I agree with the person that said “how dare you” in this thread. A lot of companies lay people off and CA is not alone in this. Go talk to someone that works at IBM or read that thread on this site. CA has and had many problems over the years. Yet and still, I think they still try to do thing properly most of the time.
@ TidtFL7-3dod. How dare you claim it is house cleaning and long overdue. Layoffs go on almost 4x a year. Many many bright, intelligent, great workers have been tossed out to meet quota on a spread sheet by age and location. It's very sad.
@ TidtFL7-3hgt
It makes perfect sense that expensive middle-managers and long-tenured people were let go as they would produce the biggest long term savings for the layoff activities and severance allocation. Why would you let go of two younger people making $75k each instead of one director or one sr director making $150k?
No matter how you look at it, this layoff makes perfect sense. It's a long overdue housecleaning and restructuring for an urgent growth initiative that has already been stalled for 10+ years. Executive management, shareholders and the board of directors are getting impatient. How many more quarters / years can the CEO report "ho-hum" numbers to wall street?

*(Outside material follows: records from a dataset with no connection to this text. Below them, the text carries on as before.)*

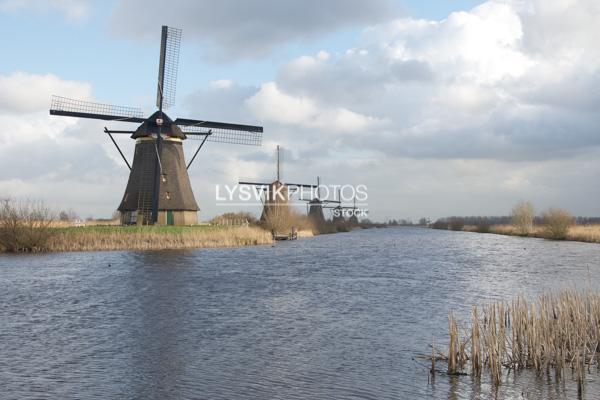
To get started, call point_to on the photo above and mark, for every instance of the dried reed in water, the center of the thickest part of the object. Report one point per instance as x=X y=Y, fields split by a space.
x=558 y=331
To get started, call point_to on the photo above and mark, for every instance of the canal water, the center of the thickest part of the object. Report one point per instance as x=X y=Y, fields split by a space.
x=333 y=317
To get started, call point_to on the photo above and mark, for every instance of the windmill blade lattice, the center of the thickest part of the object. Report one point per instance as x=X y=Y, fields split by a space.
x=221 y=135
x=168 y=66
x=87 y=109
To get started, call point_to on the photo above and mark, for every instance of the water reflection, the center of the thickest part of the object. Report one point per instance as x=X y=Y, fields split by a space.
x=339 y=316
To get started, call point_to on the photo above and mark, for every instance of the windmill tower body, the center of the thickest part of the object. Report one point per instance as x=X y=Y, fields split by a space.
x=176 y=202
x=315 y=211
x=276 y=201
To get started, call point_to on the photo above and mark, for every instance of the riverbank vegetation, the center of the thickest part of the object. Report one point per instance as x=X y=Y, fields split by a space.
x=554 y=224
x=557 y=335
x=155 y=237
x=33 y=227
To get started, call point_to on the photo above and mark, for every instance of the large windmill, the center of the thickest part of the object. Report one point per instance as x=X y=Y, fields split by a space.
x=159 y=190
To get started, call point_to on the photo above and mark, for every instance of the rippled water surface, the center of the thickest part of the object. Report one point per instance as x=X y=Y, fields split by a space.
x=334 y=317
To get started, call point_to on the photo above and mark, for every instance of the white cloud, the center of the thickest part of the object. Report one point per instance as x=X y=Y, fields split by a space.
x=21 y=92
x=474 y=85
x=246 y=29
x=75 y=10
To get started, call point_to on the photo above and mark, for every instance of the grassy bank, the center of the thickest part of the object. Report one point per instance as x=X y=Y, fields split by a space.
x=96 y=238
x=557 y=335
x=579 y=233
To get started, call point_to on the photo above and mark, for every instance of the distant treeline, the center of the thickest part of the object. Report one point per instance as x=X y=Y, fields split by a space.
x=483 y=223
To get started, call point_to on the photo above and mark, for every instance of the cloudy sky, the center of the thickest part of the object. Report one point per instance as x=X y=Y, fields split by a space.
x=440 y=108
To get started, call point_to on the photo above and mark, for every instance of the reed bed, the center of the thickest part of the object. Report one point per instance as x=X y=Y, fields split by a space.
x=151 y=238
x=576 y=233
x=557 y=334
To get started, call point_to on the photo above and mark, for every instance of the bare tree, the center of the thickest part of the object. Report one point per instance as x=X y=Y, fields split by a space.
x=556 y=223
x=522 y=218
x=24 y=226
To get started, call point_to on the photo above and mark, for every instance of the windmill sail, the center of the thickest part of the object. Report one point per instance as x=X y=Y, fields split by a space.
x=87 y=109
x=167 y=67
x=221 y=132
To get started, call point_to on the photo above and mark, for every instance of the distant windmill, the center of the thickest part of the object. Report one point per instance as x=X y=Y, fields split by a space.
x=276 y=204
x=159 y=189
x=315 y=206
x=339 y=211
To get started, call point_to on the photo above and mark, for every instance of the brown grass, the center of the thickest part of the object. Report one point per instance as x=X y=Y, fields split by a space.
x=147 y=238
x=554 y=334
x=578 y=233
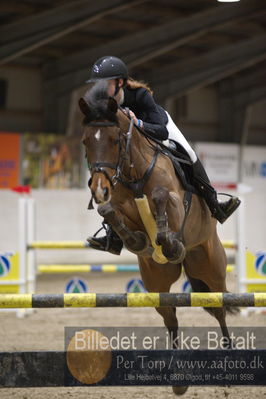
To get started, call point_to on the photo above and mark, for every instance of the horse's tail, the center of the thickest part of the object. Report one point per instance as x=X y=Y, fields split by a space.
x=199 y=286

None of this is shocking. At all.
some folks that have been let go DO have knowledge on SaaS yet still were let go. How do you explain this exactly? when performance was a non issue. seems to also be the case sr ranking “ middle managers or Individual contributors “ w high tenure and high salaries were targeted.
Management has been very transparent about these layoffs as far as I can tell. They announced them at earnings, talked about them on internal forums and the CEO addressed them at his Town Hall meeting. They told us why they are happening and how they relate to the corporate growth strategy. They fully explained their real estate plan and how they want more groups co-located together rather than spread out in satellite offices or work-from-home scenarios.
There has been more info given to employees about this layoff than any I can remember in the past and I have seen a ton of them.